1924’te gittiği Paris’te Julian Akademisinde, Paul Albert Laurents atölyesine girdi. 1928 yılında İstanbul’a döndü, Mahmut Cuda ve Cevat Dereli ile birlikte, arkadaşlarının yönlendirmesiyle akademiye yardımcı öğretmen olarak atandı. Aynı yıl Müstakil Ressamlar ve Heykeltıraşlar Birliği’nin kurucu üyeleri arasında yerini aldı. 1928 yılının Nisan ayında Ankara Etnografya Müzesi salonlarında açılan Genç Türk Ressamları sergisine katıldı ve bu yıldan başlayarak Müstakillerin tüm sergilerinde yapıtlarıyla yer aldı.

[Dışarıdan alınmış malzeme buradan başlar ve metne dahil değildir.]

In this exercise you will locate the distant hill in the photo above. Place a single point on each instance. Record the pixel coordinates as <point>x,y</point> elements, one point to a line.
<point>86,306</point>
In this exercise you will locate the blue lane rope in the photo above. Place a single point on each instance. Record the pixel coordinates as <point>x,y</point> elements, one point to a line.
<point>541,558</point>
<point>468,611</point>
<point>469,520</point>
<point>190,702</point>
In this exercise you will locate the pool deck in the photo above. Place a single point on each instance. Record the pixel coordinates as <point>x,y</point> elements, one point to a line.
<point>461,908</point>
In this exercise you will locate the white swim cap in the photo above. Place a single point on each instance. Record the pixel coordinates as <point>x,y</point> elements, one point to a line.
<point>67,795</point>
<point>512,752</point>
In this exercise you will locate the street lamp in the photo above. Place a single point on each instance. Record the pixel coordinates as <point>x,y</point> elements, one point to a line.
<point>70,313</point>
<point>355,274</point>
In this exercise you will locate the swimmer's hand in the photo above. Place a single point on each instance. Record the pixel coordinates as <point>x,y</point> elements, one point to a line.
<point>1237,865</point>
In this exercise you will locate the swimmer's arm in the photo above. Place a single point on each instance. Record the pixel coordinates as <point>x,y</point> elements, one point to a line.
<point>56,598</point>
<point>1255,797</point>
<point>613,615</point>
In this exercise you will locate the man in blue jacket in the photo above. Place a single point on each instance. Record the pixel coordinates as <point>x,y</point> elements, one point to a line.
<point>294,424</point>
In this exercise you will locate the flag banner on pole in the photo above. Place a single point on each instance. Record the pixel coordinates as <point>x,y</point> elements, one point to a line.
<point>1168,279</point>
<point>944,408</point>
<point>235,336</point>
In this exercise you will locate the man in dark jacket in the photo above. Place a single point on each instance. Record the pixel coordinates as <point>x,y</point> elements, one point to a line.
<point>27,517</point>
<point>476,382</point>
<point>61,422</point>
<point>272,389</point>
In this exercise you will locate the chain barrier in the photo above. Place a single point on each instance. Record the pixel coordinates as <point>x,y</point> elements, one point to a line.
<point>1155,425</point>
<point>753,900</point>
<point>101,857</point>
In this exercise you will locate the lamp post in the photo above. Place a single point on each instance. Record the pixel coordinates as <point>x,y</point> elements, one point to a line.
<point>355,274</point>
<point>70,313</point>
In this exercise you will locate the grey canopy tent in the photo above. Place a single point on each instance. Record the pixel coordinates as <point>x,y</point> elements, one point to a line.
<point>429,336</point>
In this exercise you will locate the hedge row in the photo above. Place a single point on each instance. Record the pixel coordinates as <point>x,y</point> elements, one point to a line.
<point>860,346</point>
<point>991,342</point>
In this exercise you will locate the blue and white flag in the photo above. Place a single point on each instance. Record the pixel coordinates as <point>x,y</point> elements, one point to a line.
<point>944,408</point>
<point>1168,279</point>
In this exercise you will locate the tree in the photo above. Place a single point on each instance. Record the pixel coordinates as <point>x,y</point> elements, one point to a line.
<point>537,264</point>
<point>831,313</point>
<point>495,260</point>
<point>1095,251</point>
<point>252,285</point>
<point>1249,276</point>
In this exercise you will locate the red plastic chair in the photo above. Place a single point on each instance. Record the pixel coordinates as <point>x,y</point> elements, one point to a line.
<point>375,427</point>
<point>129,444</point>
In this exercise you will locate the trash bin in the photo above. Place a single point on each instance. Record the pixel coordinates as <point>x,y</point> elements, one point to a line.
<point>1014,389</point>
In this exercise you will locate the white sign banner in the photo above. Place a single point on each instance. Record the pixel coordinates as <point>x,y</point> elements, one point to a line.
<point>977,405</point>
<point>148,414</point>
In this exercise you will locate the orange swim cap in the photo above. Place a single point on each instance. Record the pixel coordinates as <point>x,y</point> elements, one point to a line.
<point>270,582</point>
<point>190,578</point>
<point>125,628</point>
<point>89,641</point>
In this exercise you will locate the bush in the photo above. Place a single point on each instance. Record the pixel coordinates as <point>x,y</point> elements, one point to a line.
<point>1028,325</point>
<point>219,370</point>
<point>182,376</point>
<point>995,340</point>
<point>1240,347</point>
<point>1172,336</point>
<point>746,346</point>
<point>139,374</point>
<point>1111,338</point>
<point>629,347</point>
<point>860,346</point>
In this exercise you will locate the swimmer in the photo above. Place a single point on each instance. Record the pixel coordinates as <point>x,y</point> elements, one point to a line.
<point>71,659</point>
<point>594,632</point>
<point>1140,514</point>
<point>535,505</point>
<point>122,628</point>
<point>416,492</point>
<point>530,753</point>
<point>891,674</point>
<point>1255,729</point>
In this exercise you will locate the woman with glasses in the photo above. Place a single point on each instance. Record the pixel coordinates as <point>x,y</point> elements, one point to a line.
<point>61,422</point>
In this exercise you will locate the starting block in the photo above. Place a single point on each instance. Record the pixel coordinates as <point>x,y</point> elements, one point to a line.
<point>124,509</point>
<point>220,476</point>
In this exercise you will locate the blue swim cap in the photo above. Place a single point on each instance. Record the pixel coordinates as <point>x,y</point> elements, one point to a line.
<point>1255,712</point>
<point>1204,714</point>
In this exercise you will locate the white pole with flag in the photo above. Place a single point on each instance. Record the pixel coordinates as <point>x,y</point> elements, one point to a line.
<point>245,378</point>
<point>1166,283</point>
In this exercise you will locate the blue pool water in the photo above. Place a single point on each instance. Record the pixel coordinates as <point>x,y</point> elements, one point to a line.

1931 yılında askerlik görevi nedeniyle akademideki görevine ara verdi, 1933’te akademiye geri dönse de Müstakillere ve yeni eğilimlere karşı tavır alan Güzel Sanatlar Birliği üyelerinden oluşan akademinin öğretim kadrosu, genç sanatçıların Muallim Muavinliği görevlerini iptal etti. T.C. Maarif Vekâleti Yüksek ve Mesleki Tedrisat Umum Müdürlüğü’nün yazısıyla kendisine görevinden lağvedildiği bildirildi. Yine T.C. Maarif Vekâleti Güzel Sanatlar Akademisi yazısıyla Gazi Terbiye Enstitüsü Kütüphane memurluğuna atandı. Aynı yıl içinde Ankara Atatürk Lisesine atanmasını yaptırmayı başardı. 1933 yılında Ankara Atatürk Lisesi resim öğretmeniydi. 1939 yılında Ankara Gazi Eğitim Enstitüsü Resim Bölümünde Atölye öğretmenliği görevini üstlendi, 1966 yılında bu görevden emekli oldu.

Türk Resim Sanatını 1950’lerden başlayarak etkisi altına alan soyut eğilimler, sanat anlayışını etkiledi. 1960 sonrası yapıtlarında, soyut renk ve biçim uygulamalarına eğildi. Bu resimlerinde, tuval yüzeyine dağılan geometrik renk yüzeylerinin görsel ve duygusal çağrışımları serbest fırça vuruşlarıyla dinamizm kazandı. “Statik Düzen”, “Vizyon III”, “Soyutlama”, “İzlenim”, “Nü” gibi resimleri bu dönem çalışmalarının örnekleri arasındadır.  

Epikman, kişisel sergi açmayı hiç düşünmedi. Halkevleri sergileri düzenleyerek sanatçılar adına özverili çalışmalar yaptı. Dönemin resim etkinlikleri içinde her zaman varlığını gösterdi. Cumhuriyet Halk Partisinin Yurt gezileri programına katıldı. Ankara Gazi Osman Paşa sırtlarındaki evinde eşi Bedriye Hanım ve çocukları Ahmet ve Mustafa ile düzenli ve özenli yıllar geçirdi. 17 Mayıs 1974 tarihinde, Ankara’da vefat etti.